The former president now owes in excess of half a billion dollars when combined with the verdict levied against him last month in the defamation case of writer E Jean Carroll.
Judge Arthur Engoron hit Trump with his biggest punishment to date on Friday, in a ruling that fined the former president $355 million for fraudulently inflating the values of his properties.
That amount rises to $463.9 million with interest. And the $83.3 million a jury ordered Trump to pay last month to Carroll — the woman who a judge said was raped by Trump — further adds to the staggering total.
Further, Trump and his company are now barred from doing business in New York state.
All of this while he campaigns to return to the White House, and faces criminal charges against him in the months and years ahead.
“This will drive him completely nuts. Donald Trump ran his organization. Any of us that ever met with him pro or con, he ran everything. He signed the checks, everything is named after him. He now has to go and say ‘I want to get this but I have to ask somebody. I want to cut this deal, let me get the monitor on the phone,’” said Rev Al Sharpton, a civil rights leader and TV host who’s known Trump for decades. “He is a broken person psychologically because now he cannot make any decisions without permission. And he’s never had that in his life.”
Rebecca Roiphe, former prosecutor in the New York district attorney’s office, agreed.
“This is just a significant sum of money and one of the other really important aspects of the ruling is that monitor, it‘s important because first of all that is one thing the other things might be stayed — the other rulings might be stayed pending appeal — but that monitor is there right now and will remain there,” she said. “And the second monitor, making sure that the compliance is in order will also be there. And that’s a blow not only to his pocketbook but also to his sense of control and ability to control his company.”
Trump’s inability to seek a loan from a bank chartered in New York will “cause a lot of pain,” according to former federal prosecutor Andrew Weissmann.

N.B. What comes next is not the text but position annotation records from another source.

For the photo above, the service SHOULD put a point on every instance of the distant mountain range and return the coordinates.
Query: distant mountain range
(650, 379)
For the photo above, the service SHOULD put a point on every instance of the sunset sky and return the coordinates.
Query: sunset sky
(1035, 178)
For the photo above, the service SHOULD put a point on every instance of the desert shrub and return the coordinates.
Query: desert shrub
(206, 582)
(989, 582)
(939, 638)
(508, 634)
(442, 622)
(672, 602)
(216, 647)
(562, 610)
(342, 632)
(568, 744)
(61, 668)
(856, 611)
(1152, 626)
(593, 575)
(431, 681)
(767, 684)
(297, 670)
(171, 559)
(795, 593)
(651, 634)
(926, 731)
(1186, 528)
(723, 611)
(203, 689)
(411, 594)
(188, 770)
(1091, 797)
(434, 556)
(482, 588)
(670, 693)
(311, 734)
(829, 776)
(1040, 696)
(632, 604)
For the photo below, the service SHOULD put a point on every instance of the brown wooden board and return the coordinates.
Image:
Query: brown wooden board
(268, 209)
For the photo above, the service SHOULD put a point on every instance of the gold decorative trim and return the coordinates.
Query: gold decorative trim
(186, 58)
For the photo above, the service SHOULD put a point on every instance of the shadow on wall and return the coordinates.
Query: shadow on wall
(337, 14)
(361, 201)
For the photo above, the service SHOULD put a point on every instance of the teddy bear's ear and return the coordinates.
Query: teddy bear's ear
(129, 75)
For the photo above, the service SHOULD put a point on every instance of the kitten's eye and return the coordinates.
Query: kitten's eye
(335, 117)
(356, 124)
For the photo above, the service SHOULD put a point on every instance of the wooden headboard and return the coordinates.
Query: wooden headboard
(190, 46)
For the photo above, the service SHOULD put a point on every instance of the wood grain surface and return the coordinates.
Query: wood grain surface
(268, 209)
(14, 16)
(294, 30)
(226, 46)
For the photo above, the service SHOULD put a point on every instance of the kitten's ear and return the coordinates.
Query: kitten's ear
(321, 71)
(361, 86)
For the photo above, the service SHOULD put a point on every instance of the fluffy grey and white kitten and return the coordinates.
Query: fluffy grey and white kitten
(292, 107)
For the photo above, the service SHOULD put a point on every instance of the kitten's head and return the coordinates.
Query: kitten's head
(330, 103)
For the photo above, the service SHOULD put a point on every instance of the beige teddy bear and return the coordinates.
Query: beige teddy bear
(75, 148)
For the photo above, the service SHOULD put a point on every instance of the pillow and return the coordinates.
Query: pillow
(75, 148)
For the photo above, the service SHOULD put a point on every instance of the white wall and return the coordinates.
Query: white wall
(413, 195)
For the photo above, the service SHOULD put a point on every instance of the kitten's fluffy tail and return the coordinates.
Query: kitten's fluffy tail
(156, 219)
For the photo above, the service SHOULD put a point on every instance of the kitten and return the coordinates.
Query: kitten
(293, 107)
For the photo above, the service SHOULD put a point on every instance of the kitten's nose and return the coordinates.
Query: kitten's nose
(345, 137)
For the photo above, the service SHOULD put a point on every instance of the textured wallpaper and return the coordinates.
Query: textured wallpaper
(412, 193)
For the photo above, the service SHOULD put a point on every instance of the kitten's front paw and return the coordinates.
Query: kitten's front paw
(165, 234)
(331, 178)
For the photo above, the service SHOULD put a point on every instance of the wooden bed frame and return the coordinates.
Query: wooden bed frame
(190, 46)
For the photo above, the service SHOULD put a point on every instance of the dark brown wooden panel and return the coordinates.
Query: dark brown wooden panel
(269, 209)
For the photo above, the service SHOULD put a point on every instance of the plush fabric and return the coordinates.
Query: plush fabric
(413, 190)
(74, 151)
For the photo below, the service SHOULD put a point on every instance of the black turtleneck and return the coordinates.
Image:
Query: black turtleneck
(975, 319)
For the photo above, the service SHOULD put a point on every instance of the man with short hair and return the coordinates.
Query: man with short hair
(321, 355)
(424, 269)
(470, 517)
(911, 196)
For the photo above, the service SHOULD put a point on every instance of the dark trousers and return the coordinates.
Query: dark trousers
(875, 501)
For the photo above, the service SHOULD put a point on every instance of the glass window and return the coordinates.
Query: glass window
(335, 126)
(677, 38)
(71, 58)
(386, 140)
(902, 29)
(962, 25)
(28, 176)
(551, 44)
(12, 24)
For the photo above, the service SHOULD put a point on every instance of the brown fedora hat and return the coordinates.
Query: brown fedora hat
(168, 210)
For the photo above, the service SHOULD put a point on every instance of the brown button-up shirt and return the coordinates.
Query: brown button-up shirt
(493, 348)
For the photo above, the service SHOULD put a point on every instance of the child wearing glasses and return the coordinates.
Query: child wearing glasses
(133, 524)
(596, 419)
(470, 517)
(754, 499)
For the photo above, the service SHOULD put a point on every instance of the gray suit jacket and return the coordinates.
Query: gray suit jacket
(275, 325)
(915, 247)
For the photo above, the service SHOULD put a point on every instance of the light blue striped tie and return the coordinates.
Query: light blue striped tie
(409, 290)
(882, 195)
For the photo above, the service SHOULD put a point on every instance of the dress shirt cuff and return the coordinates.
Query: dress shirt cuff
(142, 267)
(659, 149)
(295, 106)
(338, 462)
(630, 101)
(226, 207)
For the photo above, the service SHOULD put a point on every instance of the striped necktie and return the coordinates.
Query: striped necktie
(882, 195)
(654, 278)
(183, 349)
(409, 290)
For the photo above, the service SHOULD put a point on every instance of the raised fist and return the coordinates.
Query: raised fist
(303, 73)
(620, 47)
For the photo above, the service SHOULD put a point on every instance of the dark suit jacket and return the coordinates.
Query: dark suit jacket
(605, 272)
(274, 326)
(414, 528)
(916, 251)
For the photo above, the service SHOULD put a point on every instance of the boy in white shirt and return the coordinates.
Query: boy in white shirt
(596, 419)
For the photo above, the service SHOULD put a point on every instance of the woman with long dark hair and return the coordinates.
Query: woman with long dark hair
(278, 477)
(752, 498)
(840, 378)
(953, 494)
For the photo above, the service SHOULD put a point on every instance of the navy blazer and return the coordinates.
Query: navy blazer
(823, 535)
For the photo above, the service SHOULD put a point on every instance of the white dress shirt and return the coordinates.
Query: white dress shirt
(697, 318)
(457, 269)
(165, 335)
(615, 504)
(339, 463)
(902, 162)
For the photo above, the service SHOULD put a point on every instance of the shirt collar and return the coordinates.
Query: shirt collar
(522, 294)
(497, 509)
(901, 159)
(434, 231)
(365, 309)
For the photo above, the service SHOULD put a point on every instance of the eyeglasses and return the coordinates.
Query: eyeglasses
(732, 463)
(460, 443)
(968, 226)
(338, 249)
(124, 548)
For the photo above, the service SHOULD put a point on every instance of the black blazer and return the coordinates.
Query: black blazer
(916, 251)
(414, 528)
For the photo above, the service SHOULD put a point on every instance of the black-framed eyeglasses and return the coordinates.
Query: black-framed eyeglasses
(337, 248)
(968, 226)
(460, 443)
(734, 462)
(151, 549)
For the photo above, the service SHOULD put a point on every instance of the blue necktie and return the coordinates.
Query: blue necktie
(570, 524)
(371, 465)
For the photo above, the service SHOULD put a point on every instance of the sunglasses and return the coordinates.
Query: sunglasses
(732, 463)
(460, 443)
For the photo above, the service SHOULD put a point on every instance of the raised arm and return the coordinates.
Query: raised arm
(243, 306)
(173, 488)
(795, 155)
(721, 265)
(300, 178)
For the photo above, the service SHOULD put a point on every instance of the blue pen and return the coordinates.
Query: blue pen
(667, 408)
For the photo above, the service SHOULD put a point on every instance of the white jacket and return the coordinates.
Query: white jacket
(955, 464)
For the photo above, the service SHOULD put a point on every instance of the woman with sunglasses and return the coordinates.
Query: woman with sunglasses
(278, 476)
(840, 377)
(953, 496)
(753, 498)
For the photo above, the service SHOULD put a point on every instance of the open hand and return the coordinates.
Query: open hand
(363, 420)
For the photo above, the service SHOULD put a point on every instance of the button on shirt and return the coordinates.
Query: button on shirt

“Notably, for three years, Donald Trump and a whole variety of entities cannot seek to have a loan from any company, that is chartered in New York. To be clear, that is licensed to do business here. That is many, many banks,” Weissmann said. “They don’t have to be physically located here as long as they’re licensed to do business here. And the judge has barred the obtaining of loans from them.
“So that puts a real damper on the way in which Donald Trump can seek to keep his companies afloat because he cannot for three years see that as a recourse,” he added.